The story of Goenkaji is an edifying one; born in Burma into a prosperous business family, Goenkaji developed a condition of acute migraine as a result of worldly stress, for which he finally sought relief from a Buddhist monk Sayagyi U Ba Khin, who imparted him with the Vipassana technique, a practise that is traced back to Lord Buddha.
In 1969, he shifted to India and started teaching this to seekers. And by 1976, he had established a meditation centre at Igatpuri. Today, Vipassana is taught at over 170 centres in about 90 countries around the world and over 1 lakh students learn Vipassana every year in over 59 languages and free of any charge. And whereas we ourselves have not done the 10-day course, we have visited the Igatpuri campus and had the privilege of hearing Goenkaji speak on a couple of occasions. Each time we have been struck by his sagacity and humility, both qualities of a great soul. RIP Goenkaji, now a brilliant star that illuminates the sky.
Why so low key?
>> He used to be one of the most high-profile and media savvy nightclub owners in town not so long go. Which is why, those in the know are wondering why the owner of this popular mid-city watering hole decided to go so low profile with the details of his recent party.

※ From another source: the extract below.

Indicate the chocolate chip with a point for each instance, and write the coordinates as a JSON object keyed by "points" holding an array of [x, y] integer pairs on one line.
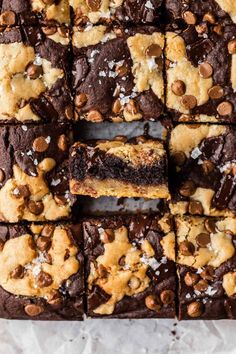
{"points": [[48, 230], [94, 5], [2, 175], [154, 50], [207, 167], [167, 297], [195, 208], [43, 243], [191, 279], [94, 116], [205, 70], [201, 286], [232, 46], [153, 303], [49, 30], [81, 100], [178, 88], [210, 225], [18, 272], [225, 108], [189, 101], [179, 158], [40, 144], [216, 92], [35, 208], [7, 18], [43, 280], [195, 309], [108, 236], [188, 189], [134, 283], [186, 248], [203, 239], [34, 71], [33, 310], [189, 18]]}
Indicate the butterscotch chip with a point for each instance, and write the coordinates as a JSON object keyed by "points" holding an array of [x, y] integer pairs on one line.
{"points": [[154, 50], [189, 101], [186, 248], [191, 279], [232, 46], [203, 239], [153, 303], [33, 310], [187, 189], [43, 280], [189, 17], [80, 100], [167, 297], [195, 309], [225, 108], [205, 70], [35, 208], [178, 87], [40, 144]]}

After all, given the kind of guest list he had (right down from the progeny of Z security families, real estate heirs, Bollywood stars to everyone who mattered in Gen Next of Mumbai’s social elite) why was he so low key? Could it be that the revellers were so high-profile that they required kid glove handling? Or that it’s a case of ‘been there, done that?’ for the owner? More likely the former.
The Ambanis fly in
>> And as if the presence of mega stars, hospitality legends and celebrated economists were not enough in the princely city, guess who had flown in that morning? Mukesh and Nita Ambani who had brought in a planeload of friends from Mumbai perhaps as an early precursor to the latter’s birthday celebrations next month.
“They were dining at the terrace restaurant of the Jodhpur palace,” says our source, while Capt Nair newly conferred with his doctorate was at the eatery opposite the lobby. When a dapper looking and especially relaxed Mukesh heard that Capt Nair was next door, he dropped by with Nita to congratulate the octogenarian, who had been a friend of his father’s. “I will not call you captain but doctor now,” he is reported to have said.

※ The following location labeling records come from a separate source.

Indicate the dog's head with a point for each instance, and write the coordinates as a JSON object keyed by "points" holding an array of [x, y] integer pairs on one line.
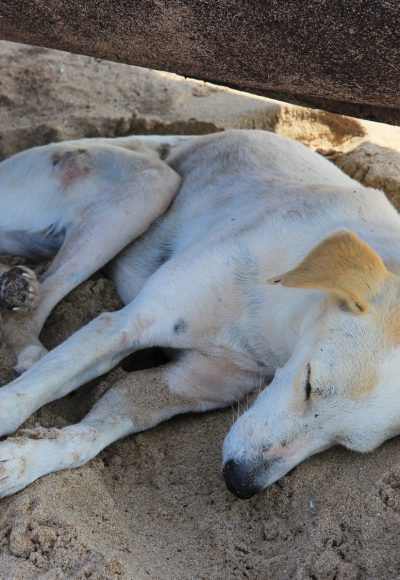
{"points": [[342, 382]]}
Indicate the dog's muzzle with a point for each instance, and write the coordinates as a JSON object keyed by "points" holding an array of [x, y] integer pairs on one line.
{"points": [[241, 478]]}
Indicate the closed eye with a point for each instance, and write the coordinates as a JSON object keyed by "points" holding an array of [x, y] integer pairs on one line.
{"points": [[308, 383]]}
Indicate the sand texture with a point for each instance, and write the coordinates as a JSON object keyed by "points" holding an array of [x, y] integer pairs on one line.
{"points": [[154, 505]]}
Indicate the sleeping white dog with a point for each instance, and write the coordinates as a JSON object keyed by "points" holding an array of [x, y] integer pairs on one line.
{"points": [[247, 254]]}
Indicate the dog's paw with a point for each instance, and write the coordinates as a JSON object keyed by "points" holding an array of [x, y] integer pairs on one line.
{"points": [[19, 288], [25, 459]]}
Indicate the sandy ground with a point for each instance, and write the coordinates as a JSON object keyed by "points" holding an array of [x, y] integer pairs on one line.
{"points": [[154, 505]]}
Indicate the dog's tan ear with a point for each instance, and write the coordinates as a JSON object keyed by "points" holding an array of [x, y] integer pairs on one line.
{"points": [[341, 264]]}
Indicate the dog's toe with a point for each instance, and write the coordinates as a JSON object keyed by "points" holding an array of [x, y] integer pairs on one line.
{"points": [[19, 288]]}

Salaam Mumbai: Weighty matters
And now that NaMo has been weighed in silver, there has been a considerable rush in Congress circles to have the same done for Rahul.
“India is a traditional, ritualistic society,” said one of his spinmeisters while googling the word ‘ritualistic’.
Yes, I said.
“So, we are planning a massive rally where our leader too will be weighed in silver coins,” he said.
Good, I said.
“But for that, we have to fatten him up a bit,” he said.
Why is that? I asked.
“Well, you know, our Rahulji cannot be seen to weigh less than Modi,” said the brilliant consultant.
Oh, I said.
“Yes,” said the spin-doctor. “So at this very moment our loyal workers are fanning out to every restaurant in Delhi, to source all of Rahul bhaiyya’s favourite foods: pizzas, pastries, cakes, chaats, nachos, kebabs.”
Well there’s one you needn’t get, I said.
“And what is that?” asked his strategic advisor curiously.
Humble pie, I said. He already ate that at the Delhi Press Club, remember? I said.
“Yes,” we know,” said his brilliant strategist from Harvard. “Yes, we know.”